French-Tunisian mathematician

Nizar Touzi (born 1968 in Tunisia) is a Tunisian-French mathematician. He is a professor of applied mathematics at École polytechnique. His research focuses on analysis, statistics and algebra. He is being known for publications on optimization and stochastic control.

== Education ==
Touzi completed his PhD in Applied Mathematics at the Paris Dauphine University under Éric Michel Renault in January 1994. He began his post-doctoral studies at the University of Chicago, doing such from October 1993 to May 1994. After this, he had an HDR at his alma mater, Paris Dauphine University, in January 1999.

== Career ==
Touzi began his academic career as an assistant professor at this same institution in September 1994. He worked there for five years before becoming a professor of applied mathematics at Pantheone-Sorbonne University in Paris in September 1999.

Touzi’s most cited work, Applications of Malliavin Calculus to Monte Carlo Methods in Finance, was published right before this career change in August 1999. In 2001, Touzi transitioned to the Center for Research in Economics and Statistics to continue teaching applied mathematics. Along with teaching, he also co-led the Finance and Insurance Laboratory at CREST. Between 2001 and 2005, Touzi was an invited professor at multiple institutions, including the University of British Columbia, Princeton University, and the Center for Interuniversity Research and Analysis of Organizations.

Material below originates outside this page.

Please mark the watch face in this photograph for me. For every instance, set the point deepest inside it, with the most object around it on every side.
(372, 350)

In September 2005, Touzi accepted a new position as the Chair in Mathematical Finance at the Tanaka Business School of Imperial College London. He worked at the Tanaka Business School for almost a year before holding his most recent and current position as a professor of applied mathematics at École polytechnique. He was also the head of the Department of Applied Mathematics at École polytechnique from September 2014 to August 2017.

== Research ==
Touzi's most cited paper, Applications of Malliavin Calculus to Monte Carlo methods in finance, co-authored by Eric Fournié, Jean-Michel Lasry, Jérôme Lebuchoux and Pierre-Louis Lions, describes an original probabilistic method to compute option contract Greeks: delta, gamma, theta, and vega. The method is derived from the formula for integration-by-parts and uses principles from Malliavin calculus. Their approach, when computed on standard European option contracts and compared to results yielded from the Monte Carlo method, happens to be more efficient. This paper had a significant impact in the world of mathematical finance, as previous option contract pricing models were based around the Black-Scholes model and Monte Carlo simulations.

== Awards ==
- Best Young Researcher in Finance Award 2007 of the Europlace Institute of Finance.
- The University of Toronto Dean’s Distinguished Visitor Chair, Fields Institute, April-June 2010.
- Invited Session Speaker at the International Congress of Mathematics, August 2010, Hyderabad (India).
- ERC Advanced Grant 2012.
- French Academy of Science Bachelier Prize 2012.
- Oxford University Visiting Man Chair, One month within the period January July 2014.
- Minerva Lectures at Columbia University, October 2013, New York.
- Monetary Authority of Singapore (MAS) Visiting Professor, National University of Singapore, January-February 2018, Singapore.
- Van Eenam, Butcher, and Butcher Financial/Actuarial Faculty Lecture, the University of Michigan, Department of Mathematics, April 2018, Ann Arbor.